28 diciembre 2010

Gestos.-

Gerardo levantó una mano e hizo un gesto que el mozo interpretó: el aduanero quería un café. Sentado a su lado en la confitería La Cofradía, el joven tornero Huidobro no reconoció la “ce” que Gerardo dibujó desde la punta del dedo gordo hasta el fin del índice. Vaya uno a saber qué recóndita combinatoria de experiencias haya obrado para que el tipo no supiera con 24 años que lo que Gerardo solicitaba era un café. No caben dudas de la existencia del gesto, pero en el caso de Huidobro se trataba de una marca, un rayón sin vigencia, mas no una negación. Al rato, el mozo puso un café en la mesa de Gerardo, y Huidobro no necesitó otra lección para comprender. Al día siguiente, se apropió del signo. Lo afirmó y consiguió un café sin abrir la boca.

Desde Huidobro, el gesto prendió como la fiebre porcina. No había quien dijera ni “mu” en La Cofradía, que de tan silenciosa se transformó en el templo predilecto de los monjes tibetanos que circunstancialmente pasaban por la ciudad a resolver cuestiones diplomáticas. Claro que pronto (cuando los clientes se hartaron de consumir sólo café) la “ce” dejó de ser suficiente y hubo que configurar todo un repertorio de muecas y vueltas carnero para copar el variado menú de la confitería. Tan jugada era la pirueta para pedir un tiramisú que a la postre el ídem dejó de salir.

La fama de La Cofradía corrió rápida hacia otras confiterías y comercios, y entre sus dueños comenzaron una sangrienta carrera por hacerse de los servicios de los mejores contorsionistas para escriturar sus propios diccionarios comerciales.
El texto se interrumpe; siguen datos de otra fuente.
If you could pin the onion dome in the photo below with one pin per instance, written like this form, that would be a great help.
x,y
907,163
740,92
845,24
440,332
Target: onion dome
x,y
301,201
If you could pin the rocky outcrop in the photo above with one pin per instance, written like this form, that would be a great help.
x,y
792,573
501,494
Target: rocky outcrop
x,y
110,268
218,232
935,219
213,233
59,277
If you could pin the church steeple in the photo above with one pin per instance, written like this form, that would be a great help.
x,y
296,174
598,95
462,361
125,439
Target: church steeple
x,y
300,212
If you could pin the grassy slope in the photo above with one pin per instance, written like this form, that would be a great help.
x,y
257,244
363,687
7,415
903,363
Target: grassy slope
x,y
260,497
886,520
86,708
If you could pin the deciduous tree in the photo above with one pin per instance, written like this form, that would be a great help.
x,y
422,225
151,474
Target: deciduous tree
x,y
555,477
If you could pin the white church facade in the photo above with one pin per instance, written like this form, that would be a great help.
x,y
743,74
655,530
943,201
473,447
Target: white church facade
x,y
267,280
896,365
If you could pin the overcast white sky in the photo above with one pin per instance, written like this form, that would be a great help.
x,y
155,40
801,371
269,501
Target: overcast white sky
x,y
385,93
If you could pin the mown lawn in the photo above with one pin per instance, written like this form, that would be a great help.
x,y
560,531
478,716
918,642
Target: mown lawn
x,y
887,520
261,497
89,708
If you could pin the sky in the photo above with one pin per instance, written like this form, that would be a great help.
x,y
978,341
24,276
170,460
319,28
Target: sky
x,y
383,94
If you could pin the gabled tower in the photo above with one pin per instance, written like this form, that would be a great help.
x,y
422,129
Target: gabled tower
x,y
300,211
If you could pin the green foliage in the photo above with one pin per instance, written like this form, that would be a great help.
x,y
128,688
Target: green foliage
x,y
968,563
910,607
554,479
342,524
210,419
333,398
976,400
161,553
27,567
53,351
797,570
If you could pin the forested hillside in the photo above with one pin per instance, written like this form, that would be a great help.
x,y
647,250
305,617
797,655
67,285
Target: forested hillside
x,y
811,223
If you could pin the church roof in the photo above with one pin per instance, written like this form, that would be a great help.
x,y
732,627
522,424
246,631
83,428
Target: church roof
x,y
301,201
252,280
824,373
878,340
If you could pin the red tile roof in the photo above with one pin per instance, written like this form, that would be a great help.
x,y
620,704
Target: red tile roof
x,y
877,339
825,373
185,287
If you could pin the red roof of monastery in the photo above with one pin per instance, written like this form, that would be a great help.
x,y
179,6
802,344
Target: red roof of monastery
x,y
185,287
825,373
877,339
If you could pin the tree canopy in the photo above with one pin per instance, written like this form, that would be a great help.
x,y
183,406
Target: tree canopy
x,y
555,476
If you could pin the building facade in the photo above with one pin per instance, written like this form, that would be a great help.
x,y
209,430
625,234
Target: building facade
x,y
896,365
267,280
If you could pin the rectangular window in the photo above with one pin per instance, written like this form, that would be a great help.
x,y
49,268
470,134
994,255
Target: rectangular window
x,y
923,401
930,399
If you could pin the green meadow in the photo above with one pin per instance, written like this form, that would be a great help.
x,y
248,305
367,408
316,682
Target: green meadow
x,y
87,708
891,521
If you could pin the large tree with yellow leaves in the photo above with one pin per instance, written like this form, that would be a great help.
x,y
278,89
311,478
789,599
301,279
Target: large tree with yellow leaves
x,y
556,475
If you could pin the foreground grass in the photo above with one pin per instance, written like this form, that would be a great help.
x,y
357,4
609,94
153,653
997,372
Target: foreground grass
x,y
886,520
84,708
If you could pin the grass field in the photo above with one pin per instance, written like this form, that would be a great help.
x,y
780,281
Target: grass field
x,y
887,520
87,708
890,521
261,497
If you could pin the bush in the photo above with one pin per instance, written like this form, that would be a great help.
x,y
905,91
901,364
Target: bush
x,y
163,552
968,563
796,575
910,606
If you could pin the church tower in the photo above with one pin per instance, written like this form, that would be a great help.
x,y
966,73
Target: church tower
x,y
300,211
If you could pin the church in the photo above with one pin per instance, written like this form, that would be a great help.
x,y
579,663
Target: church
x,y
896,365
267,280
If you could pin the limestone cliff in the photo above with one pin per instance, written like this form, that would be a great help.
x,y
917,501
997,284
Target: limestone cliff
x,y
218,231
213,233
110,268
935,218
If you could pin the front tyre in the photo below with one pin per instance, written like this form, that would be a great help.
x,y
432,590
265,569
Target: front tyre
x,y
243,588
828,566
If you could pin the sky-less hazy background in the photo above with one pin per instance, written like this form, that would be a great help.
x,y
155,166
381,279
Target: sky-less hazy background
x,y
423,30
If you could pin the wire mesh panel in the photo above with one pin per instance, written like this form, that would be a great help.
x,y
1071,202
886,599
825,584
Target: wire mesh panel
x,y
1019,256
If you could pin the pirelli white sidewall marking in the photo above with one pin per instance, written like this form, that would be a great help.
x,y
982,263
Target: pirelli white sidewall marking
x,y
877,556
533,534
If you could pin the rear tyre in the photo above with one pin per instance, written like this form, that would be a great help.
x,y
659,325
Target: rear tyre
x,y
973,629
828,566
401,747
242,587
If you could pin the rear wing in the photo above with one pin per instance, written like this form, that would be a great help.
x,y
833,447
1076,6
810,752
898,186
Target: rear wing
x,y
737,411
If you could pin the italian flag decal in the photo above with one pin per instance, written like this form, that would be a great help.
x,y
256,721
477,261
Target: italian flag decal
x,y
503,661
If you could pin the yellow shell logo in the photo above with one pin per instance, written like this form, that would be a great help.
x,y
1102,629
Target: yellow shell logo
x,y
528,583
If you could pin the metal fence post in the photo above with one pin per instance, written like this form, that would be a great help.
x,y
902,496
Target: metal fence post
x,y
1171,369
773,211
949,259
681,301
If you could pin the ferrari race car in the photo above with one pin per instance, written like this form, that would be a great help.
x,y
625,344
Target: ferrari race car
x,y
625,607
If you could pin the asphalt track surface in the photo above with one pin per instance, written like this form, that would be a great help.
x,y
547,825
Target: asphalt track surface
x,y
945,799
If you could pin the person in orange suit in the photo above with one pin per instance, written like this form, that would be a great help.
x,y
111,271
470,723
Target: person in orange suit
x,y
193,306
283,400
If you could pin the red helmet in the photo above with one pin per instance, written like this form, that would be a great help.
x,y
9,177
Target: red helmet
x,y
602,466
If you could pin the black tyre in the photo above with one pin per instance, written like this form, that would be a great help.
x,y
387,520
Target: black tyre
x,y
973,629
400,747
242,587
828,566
Los locales de ropa la hicieron bastante fácil: para adquirir una camisa, sólo había que ir con una puesta y señalarla. Los novios dejaron de regalar bombachas en San Valentín. Arduo fue para las concesionarias de automóviles: al llegar, los clientes recurrían al cliché del volantazo, y los vendedores comentaron más que nunca que nadie sabía bien lo que quería.

En las casas de servicios fúnebres se solicitaba que se dramatizara con mímicas la muerte del finado, con el propósito de definir el pack de velorio y entierro adecuado. Antonio Juan murió aplastado en San Fermín, entonces algunos de sus familiares se calzaron un disfraz de toro y pasaron por encima al que representaba al fiambre. María se quedó pegada a un consolador eléctrico en la tina. Sus allegados la dejaron pudrirse en la bañera con tal de no representar una muerte tan indigna.
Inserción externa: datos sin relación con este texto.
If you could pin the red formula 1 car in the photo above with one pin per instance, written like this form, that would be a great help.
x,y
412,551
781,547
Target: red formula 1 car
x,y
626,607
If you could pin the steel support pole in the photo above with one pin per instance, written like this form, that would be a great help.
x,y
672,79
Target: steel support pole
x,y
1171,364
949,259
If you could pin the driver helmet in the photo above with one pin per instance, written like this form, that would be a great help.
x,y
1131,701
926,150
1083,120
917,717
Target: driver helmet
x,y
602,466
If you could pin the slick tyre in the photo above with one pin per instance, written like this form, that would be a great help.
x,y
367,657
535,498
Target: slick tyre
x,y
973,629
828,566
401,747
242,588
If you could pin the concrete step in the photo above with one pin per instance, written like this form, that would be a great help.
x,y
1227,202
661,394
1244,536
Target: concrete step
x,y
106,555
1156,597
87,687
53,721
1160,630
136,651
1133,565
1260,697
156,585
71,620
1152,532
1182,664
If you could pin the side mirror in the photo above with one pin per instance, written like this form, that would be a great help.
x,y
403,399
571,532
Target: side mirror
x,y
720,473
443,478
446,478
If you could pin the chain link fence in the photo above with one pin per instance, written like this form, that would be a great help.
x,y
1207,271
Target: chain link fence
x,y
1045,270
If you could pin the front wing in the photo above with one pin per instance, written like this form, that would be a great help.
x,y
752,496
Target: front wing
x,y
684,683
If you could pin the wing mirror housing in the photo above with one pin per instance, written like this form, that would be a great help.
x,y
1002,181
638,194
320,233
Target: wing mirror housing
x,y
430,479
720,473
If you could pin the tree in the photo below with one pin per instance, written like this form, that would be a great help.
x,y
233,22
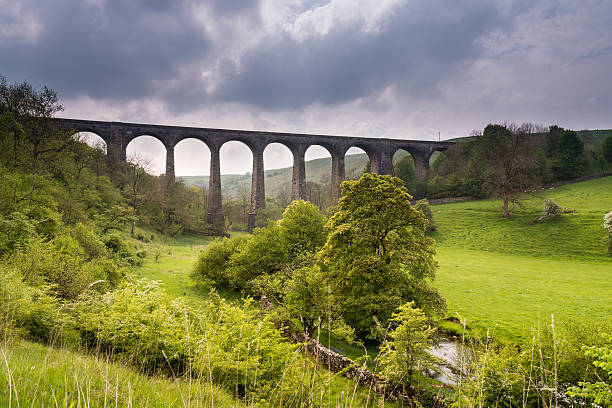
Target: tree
x,y
608,227
568,161
136,173
35,140
508,160
606,149
273,248
377,256
406,351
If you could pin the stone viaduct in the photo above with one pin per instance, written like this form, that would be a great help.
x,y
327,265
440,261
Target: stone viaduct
x,y
118,135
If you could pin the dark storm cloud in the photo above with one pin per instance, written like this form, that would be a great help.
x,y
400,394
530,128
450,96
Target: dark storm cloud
x,y
226,7
421,44
112,49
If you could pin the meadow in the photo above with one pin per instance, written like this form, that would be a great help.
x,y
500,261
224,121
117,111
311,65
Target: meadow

Al cabo de unas semanas, fue notoria la necesidad de crear un código gestual único de compra y venta. Huidobro fue elegido presidente de la comisión de comerciantes a cargo de la faena. La sesión fue memorable.

El joven tornero se sentó en el sillón magno y dio inicio al debate. Ferlín, el representante de los carniceros, primereó la necesidad de ponerle un logos para mudos al caracú. Proponía cerrar la “ce” del café, e hizo el gesto. El mozo de La Cofradía, atento como manda el manual, le llevó un café; la costurera le arrimó un botón; la farmacéutica, un tampón; y así, uno tras otro, los comerciantes apilaron sobre el taburete de Ferlín los productos que respondían al gesto que el grandote de camisón blanco había hecho.

Huidobro, que lo miraba todo desde su sillón altivo, se puso de pie. Todos se quedaron en silencio, y el silencio era lo que el barullo de antaño, por lo que el joven tornero espetó: “¡Ruido!”

Hubo un silencio aún más profundo, o más alto, según el punto de oído. Alguien lo insultó con un gesto, y todos se dieron cuenta de lo penoso que quedaba “andate a la puta que te parió” a las monerías. Sólo así se dejaron de joder, y ahora en La Cofradía, cuando Gerardo quiere un café, se lo grita al mozo.